Gideon Meyerowitz-Katz – @GidMK – was in the chair. An epidemiologist working in chronic disease in Sydney’s west, he was announced last month as winner of the 2017 Gavin Mooney Memorial Essay competition. He discussed some of his plans for his forthcoming essay, Health Behind Bars: It’s Criminal, which will examine the neglected issue of prisoner health, and will be published jointly in 2018 by Croakey and Inside Story. He also discussed his work in diabetes in western Sydney.
Melinda has over seven years’ experience as a health promotion practitioner. Melinda worked in the not-for-profit sector for six years working on state-wide injury prevention, sector development, and healthy lifestyle programs. She is currently Senior Coordinator at PHAIWA where she manages capacity building and professional development projects, conducts research to support public health advocacy activities and works in partnership with a range of organisations to ensure good public health advocacy outcomes. Melinda is a Director on the Australian Health Promotion Association (AHPA) Board and the immediate past President AHPA (WA Branch).
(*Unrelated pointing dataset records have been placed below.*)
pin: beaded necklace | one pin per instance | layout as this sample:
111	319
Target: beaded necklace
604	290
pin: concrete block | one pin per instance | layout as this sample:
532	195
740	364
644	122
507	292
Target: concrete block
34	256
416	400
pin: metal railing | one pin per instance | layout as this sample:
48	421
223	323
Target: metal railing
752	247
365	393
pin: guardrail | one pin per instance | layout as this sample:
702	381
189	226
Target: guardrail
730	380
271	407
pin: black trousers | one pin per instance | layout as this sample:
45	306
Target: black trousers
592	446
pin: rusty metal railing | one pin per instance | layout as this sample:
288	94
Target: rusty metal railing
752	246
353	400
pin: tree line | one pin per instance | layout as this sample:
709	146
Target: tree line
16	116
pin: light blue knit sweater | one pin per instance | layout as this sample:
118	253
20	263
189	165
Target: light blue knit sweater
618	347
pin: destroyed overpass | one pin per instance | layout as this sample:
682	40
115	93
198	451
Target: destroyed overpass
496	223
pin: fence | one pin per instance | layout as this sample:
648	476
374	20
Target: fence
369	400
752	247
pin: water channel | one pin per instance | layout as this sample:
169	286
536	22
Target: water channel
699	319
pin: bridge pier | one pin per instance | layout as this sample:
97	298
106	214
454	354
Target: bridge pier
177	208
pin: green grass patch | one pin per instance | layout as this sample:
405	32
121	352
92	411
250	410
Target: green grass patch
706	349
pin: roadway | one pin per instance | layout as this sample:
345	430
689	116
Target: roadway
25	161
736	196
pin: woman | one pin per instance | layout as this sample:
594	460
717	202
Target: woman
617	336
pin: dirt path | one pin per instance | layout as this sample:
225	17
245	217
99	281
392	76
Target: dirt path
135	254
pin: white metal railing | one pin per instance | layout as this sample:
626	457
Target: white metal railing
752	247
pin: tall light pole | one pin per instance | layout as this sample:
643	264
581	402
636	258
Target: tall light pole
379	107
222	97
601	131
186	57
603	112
Gemma has more than 15 years of experience in the practice, advocacy, teaching and research of health promotion and public health. She is currently Course Coordinator for postgraduate health promotion and public health programs and an Academic with the Collaboration for Evidence Research and Impact in Public Health in the School of Public Health at Curtin University. A proud pracademic, her practice and research experience spans injury prevention, physical activity, youth health and peer education, capacity building and workforce investment, political support for health promotion and prevention, knowledge translation, ethics and research impact, alcohol and other drugs, mental health, sexual health and BBVs. Gemma is the national president of the Australian Health Promotion Association and Director of FoxPollardConsulting, and is in what she hopes are the final stages of a very long PhD.